Del perdurante interesse per Tarde testimonia, oltre le traduzioni degli ultimi anni cui si è fatto riferimento, la recente pubblicazione di Gabriel Tarde. L’opinione e la folla (1901-2021) (Meltemi, pp. 164, euro 16), che raccoglie, a cura di Sabina Curti, una serie di contributi incentrati su un’altra delle sue opere maggiori, L’opinione e la folla. In quel libro, in dialogo critico con La psicologia delle folle di Gustav LeBon, grande best seller dell’epoca, si tematizza la costituzione del collettivo non solo in termini di folla, in cui il contagio psichico avviene attraverso il contatto fisico, ma anche di pubblico. In questo l’aggregazione avviene prescindendo dalla coincidenza di spazio e tempo, attraverso la forza connettiva dell’opinione la cui circolazione era resa possibile dall’affermarsi di media quali il giornale, il telegrafo, il telefono i media.

TRASVERSALMENTE alle appartenenze locali, si creano così le premesse per processi di aggregazione collettiva molteplici e paralleli. I contributi presenti nel volume esplorano molte delle direttrici lungo la quale si è mossa la riflessione tardiana, soffermandosi, in particolare, sulle rielaborazioni passate e presenti del suo pensiero.
A emergere è il profilo di un pensatore policentrico, le cui intuizioni hanno avuto uno sorte meno marginale di quanto si immagini e, soprattutto, capace di innestare ricche interlocuzioni oltre le barriere delle discipline e del tempo. E in proposito particolarmente appropriato appare quanto di lui diceva, nell’orazione commemorativa, colui che gli sarebbe succeduto sulla cattedra di Filosofia moderna, Henri Bergson, secondo il quale esistevano due generi di pensatori.

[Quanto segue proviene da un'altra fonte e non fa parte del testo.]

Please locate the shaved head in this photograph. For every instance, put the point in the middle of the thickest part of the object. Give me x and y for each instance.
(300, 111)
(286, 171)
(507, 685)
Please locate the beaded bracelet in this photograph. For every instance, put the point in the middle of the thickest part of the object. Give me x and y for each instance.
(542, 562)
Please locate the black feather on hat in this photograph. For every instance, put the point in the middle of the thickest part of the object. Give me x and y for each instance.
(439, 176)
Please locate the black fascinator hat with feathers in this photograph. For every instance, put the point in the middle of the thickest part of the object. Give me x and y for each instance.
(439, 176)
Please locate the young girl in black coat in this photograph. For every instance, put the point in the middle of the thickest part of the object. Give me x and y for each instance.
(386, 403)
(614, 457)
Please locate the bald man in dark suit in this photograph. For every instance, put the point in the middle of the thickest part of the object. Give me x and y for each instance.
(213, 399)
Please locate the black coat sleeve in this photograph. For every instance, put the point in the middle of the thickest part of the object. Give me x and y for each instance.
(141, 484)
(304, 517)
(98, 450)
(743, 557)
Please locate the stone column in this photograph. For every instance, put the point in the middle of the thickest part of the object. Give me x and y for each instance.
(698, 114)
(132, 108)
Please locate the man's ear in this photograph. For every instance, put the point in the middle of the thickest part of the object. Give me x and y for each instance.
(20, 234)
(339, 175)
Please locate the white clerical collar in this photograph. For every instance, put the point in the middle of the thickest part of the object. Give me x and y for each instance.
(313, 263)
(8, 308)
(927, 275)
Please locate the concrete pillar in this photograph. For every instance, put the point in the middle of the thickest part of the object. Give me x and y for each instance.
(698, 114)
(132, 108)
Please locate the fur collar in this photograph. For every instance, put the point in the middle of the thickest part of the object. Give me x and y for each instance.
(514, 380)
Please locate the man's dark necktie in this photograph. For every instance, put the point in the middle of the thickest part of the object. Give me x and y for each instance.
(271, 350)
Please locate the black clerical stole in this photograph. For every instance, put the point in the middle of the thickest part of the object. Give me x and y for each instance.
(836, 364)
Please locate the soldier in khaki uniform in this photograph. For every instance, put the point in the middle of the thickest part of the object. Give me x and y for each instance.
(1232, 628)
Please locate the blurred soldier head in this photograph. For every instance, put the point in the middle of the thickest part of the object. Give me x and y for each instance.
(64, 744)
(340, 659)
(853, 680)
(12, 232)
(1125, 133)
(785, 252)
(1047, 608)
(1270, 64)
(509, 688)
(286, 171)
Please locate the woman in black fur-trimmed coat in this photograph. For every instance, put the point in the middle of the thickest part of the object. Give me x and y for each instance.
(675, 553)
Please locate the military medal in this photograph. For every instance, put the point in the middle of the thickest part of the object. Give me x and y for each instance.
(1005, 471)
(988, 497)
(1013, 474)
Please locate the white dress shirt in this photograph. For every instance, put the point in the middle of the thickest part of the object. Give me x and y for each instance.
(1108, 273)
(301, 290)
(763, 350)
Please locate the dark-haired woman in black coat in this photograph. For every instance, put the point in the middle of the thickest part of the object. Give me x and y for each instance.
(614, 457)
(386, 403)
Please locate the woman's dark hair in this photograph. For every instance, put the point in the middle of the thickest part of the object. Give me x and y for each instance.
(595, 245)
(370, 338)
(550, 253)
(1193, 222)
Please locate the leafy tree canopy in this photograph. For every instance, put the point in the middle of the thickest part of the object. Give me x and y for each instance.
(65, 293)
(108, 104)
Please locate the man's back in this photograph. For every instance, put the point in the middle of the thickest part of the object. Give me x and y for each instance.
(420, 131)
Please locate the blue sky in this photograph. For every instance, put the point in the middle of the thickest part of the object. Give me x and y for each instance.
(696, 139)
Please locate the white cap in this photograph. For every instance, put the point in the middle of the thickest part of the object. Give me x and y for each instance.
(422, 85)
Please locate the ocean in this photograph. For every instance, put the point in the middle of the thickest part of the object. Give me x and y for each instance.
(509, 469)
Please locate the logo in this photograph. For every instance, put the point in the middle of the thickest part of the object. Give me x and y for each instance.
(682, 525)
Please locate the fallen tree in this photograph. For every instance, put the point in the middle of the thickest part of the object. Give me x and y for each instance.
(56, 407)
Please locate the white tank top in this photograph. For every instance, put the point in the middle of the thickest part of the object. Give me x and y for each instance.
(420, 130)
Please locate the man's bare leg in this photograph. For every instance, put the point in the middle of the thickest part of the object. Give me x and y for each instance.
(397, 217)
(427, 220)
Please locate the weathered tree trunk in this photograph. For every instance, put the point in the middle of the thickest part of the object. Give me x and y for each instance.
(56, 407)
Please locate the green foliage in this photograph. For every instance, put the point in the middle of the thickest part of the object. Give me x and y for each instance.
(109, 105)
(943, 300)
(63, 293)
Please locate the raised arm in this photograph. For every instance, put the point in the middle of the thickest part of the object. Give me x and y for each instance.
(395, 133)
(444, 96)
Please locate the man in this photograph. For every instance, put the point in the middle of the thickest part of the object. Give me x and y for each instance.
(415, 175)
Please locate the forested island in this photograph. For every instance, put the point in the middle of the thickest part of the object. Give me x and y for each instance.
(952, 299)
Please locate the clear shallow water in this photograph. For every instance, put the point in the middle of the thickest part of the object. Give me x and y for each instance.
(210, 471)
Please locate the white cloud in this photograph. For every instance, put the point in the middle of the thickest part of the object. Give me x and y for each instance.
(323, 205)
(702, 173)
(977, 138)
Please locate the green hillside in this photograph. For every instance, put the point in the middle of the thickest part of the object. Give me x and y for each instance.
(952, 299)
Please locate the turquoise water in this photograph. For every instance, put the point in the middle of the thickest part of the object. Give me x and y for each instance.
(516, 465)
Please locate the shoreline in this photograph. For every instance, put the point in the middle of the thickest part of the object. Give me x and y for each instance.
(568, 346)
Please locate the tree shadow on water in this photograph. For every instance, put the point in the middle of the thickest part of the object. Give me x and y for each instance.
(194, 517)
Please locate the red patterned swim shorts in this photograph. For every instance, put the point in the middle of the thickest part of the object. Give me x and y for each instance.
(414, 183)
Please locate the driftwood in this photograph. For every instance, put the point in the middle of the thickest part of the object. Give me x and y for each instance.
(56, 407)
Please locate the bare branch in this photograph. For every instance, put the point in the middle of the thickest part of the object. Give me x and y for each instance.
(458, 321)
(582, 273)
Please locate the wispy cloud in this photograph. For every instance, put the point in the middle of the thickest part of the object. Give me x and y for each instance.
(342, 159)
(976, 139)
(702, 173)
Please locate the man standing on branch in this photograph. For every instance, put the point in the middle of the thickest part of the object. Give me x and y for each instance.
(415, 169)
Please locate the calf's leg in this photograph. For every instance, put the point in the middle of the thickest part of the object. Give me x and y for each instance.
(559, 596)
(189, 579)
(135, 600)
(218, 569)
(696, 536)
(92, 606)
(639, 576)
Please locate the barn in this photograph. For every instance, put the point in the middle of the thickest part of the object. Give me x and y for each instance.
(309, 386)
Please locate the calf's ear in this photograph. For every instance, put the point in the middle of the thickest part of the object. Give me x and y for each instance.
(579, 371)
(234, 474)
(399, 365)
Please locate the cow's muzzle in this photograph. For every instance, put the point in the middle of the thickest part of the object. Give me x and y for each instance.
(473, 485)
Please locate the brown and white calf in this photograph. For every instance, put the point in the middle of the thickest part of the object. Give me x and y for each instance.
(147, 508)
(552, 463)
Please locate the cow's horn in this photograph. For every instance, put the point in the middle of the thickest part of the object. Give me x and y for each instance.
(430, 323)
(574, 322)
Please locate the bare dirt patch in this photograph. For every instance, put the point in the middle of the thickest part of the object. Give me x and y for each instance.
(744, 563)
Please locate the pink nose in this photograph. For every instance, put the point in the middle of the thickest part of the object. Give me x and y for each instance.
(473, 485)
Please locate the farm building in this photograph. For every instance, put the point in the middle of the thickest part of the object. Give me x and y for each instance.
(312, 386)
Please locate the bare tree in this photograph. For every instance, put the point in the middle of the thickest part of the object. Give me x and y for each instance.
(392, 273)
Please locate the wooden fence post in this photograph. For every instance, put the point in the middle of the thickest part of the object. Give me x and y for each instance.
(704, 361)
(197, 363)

Quelli del primo tipo sceglievano una direzione e la sviluppavano gradualmente verso una sintesi. Poi ve ne erano altri, che «senza metodo apparente vanno dove la loro fantasia li conduce; le loro intuizioni non hanno nulla di sistematico, ma si organizzano spontaneamente in sistema. Questi sono filosofi senza avere cercato di esserlo, senza averci pensato. A questa razza appartiene Gabriel Tarde».